Question

If potential energy between a proton and an electron is given by $U=\frac{-k{e}^2}{2R^3}$, where e is the charge of electron and R is the radius of atom, then radius of Bohr's orbit is given by ($h$ = Planck's constant, $k$ = constant)

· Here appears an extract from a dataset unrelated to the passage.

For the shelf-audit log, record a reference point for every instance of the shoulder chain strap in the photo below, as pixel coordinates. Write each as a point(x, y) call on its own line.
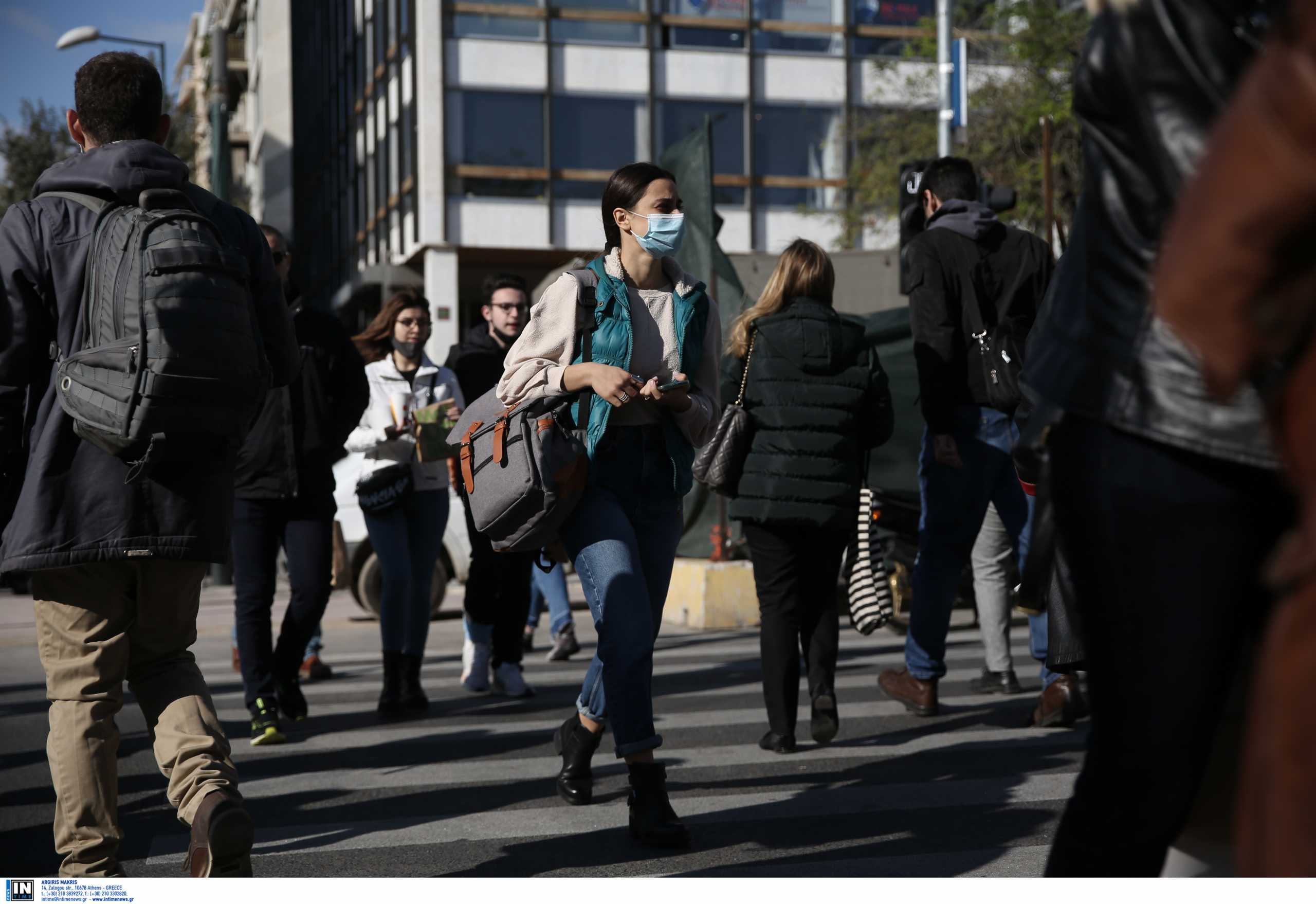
point(745, 375)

• A. $\frac{k{e}^{2}m}{h^2}$
• B. $\frac{6{\pi }^{2}k{e}^{2}m}{n^2{h}^2}$
• C. $\frac{2\pi k{e}^{2}m}{n{h}^2}$
• D. $\frac{4{\pi }^{2}k{e}^{2}m}{n^2{h}^2}$

Answer 1

The correct option is B $\frac{6{\pi }^{2}k{e}^{2}m}{n^2{h}^2}$

$U=-\frac{k{e}^2}{2R^3}$, $F$ = -$\frac{dU}{dR}$ =$\frac{3k{e}^2}{2R^4}$
But $F$ = $\frac{m{v}^2}{R}$$\Rightarrow \frac{m{v}^2}{R}=\frac{3k{e}^2}{2R^4}$
also, $mvR=\frac{nh}{2\pi }$
After solving both equations, we get $R$ = $\frac{6{\pi }^{2}k{e}^{2}m}{n^2{h}^2}$